John was thoroughly frightened, and thoroughly out of temper, and was meditating how he could punish his little tormentors, when suddenly from all sides rose a shrill cry. "Ho and away for Par Beach! Ho and away for Par Beach! Ho and away for Par Beach!"
Hardly knowing what he was doing John shouted, too. "Ho and away for Par Beach!" he yelled at the top of his voice, and almost before he had said the words he was caught high up in the air, and in another minute found himself on the great stretch of sands at Par. As soon as they had recovered their breath the piskies all formed up in rings and began to dance as fast as their little feet could move, and John with them.
"Ho and away for Squire Tremaine's cellar!" The shrill cry rang out again, even as they danced. John again repeated the cry, and in a flash found himself in the cellars at Heligan,--Squire Tremaine's place,--with his mischievous little companions swarming all over them. John felt no fear of them now. He joined them in all their pranks, and had a good time running from cask to cask, and bottle to bottle, opening everything and tasting the contents of most.
John at last became so confused he could not remember who he was or where he was; in fact, he was so confused and so sleepy that when the piskies called out, "Ho and away for Par Beach!" try as he would he could not speak, so the piskies flew off, and John was left behind alone.
John did not mind it in the least, at first, for it was much more pleasant in the shelter of the cellar, with plenty of wine to warm him, than it would be out on the desolate sands at Par, where the wind blows keenly enough to take one's ears off. John did mind, though, the next morning, when the butler came and discovered him. He was groping his way between two rows of casks, trying to find his way to Luxulyan, he explained to the butler, but the butler, instead of putting him in the right road, led him at once to Squire Tremaine's study, where John told the wonderful story of his adventures.
Strangely enough, though, neither the Squire nor anyone else would believe a word of them, and without any consideration for poor John's feelings, they popped him into Bodmin Jail almost as quickly as the piskies and he had popped into the cellar. And worse still, before much time had elapsed, they tried him, convicted him, and sentenced him to be hanged.

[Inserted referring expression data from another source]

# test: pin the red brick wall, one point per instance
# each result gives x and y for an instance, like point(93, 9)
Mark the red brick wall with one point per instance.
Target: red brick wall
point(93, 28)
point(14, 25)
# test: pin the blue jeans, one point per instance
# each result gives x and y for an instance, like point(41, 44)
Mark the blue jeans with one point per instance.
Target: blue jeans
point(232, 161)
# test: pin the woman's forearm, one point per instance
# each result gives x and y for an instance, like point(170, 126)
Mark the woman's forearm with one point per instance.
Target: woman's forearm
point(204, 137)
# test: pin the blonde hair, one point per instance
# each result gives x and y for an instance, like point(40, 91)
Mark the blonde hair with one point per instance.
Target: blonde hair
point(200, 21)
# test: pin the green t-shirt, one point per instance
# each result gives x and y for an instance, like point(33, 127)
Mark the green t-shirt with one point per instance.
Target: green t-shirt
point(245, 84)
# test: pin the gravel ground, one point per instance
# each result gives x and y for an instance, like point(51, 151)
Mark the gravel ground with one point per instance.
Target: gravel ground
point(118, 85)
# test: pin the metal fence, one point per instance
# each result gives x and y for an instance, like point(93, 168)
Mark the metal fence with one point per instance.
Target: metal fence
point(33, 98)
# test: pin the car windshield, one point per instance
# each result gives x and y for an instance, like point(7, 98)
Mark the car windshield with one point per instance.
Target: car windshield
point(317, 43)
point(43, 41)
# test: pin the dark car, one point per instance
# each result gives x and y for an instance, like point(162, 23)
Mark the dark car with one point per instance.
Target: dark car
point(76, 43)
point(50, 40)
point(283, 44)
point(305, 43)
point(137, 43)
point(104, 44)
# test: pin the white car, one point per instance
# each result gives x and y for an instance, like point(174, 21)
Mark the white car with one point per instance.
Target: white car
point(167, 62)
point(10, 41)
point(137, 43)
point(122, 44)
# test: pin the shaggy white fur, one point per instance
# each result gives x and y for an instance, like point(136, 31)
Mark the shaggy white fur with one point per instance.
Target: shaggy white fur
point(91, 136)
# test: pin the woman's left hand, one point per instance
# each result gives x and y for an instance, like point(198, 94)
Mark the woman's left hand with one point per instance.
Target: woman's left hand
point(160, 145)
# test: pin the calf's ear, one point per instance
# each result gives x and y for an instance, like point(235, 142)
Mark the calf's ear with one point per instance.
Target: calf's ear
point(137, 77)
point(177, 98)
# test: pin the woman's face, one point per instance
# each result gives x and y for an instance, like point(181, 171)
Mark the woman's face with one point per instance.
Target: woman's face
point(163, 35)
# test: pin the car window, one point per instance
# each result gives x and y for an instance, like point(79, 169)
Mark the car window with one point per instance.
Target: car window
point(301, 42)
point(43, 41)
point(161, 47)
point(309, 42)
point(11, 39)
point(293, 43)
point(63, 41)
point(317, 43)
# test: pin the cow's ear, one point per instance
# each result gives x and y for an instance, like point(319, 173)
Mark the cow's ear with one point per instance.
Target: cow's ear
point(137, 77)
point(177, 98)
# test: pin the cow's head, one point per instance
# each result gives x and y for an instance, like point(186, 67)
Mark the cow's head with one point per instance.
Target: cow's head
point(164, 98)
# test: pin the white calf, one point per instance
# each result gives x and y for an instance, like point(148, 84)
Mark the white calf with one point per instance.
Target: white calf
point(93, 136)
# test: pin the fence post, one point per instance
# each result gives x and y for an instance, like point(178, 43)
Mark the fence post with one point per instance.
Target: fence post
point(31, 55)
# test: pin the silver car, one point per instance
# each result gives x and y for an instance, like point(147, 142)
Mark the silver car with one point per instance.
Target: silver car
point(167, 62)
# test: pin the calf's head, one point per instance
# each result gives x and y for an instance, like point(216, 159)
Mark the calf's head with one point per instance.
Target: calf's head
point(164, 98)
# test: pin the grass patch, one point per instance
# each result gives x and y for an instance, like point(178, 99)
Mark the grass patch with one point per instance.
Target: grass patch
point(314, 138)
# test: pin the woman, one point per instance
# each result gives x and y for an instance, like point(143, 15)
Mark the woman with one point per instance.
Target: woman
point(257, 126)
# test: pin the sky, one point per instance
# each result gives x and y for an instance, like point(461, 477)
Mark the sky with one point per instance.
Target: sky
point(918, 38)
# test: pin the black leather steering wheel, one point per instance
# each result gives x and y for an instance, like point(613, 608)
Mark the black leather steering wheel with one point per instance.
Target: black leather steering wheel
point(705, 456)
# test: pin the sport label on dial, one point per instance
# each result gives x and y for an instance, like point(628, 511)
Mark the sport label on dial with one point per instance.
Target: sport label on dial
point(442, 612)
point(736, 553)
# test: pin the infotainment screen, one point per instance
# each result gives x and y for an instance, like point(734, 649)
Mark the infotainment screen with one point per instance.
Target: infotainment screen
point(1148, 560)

Poor John! Here was a dreadful state of affairs, and all brought on an innocent man by those wicked piskies! There was no escape either, or hope of reprieve, for people were not so tender-hearted in those days as in these, and a man was not only sentenced to death for a trifle, but no one ever took any trouble to get him off.

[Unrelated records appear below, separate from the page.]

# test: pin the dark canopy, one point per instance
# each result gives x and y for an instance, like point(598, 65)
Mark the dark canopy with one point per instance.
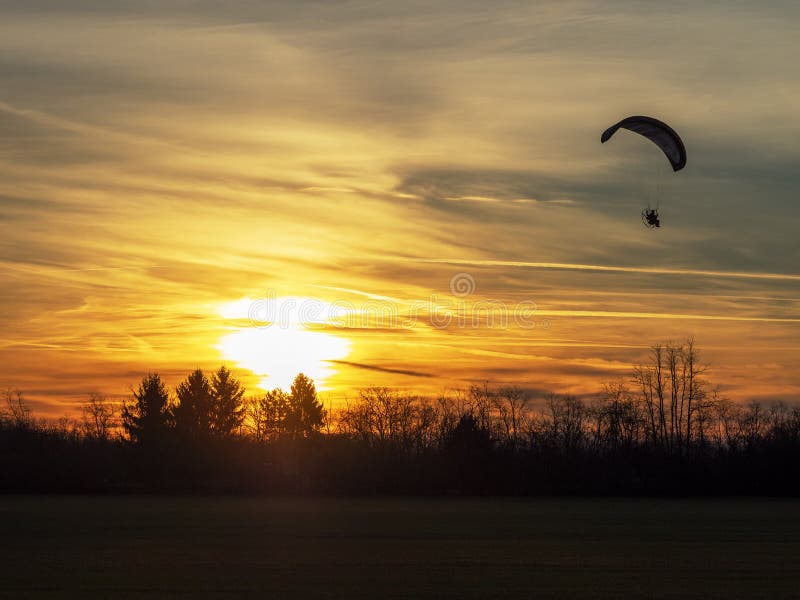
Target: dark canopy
point(661, 134)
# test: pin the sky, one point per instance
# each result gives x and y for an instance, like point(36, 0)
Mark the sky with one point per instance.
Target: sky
point(410, 194)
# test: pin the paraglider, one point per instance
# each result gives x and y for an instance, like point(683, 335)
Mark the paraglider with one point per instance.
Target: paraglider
point(650, 218)
point(663, 136)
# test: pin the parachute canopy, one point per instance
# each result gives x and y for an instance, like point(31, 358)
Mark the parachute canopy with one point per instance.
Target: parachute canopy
point(661, 134)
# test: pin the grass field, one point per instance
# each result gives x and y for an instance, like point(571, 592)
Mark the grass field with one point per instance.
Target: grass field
point(212, 547)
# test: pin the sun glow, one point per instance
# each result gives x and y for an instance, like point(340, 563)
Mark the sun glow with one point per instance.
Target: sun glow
point(278, 345)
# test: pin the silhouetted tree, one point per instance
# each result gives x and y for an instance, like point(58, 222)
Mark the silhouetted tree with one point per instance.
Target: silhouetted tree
point(267, 415)
point(17, 412)
point(98, 418)
point(227, 409)
point(306, 413)
point(146, 419)
point(193, 409)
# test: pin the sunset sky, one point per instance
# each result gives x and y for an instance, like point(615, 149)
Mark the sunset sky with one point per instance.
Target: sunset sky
point(172, 171)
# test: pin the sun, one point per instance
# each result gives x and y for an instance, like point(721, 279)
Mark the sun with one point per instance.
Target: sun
point(277, 343)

Well, the fatal day came, and John was brought to the gallows, where a large crowd was gathered to see the execution; and there stood John, with the clergyman imploring him to confess, and free his mind of a load of falsehood; and the hangman waiting with the noose in his hand, waiting to slip it over poor John's head, when suddenly a beautiful little lady, dressed in white and silver, appeared in the midst of the crowd gathered at the gallows-foot.
No one saw her come, no one knew how she got there; but without a word from her, not knowing, indeed, why they did so, every man, woman, and child stood back and left a clear pathway for her right up to the scaffold.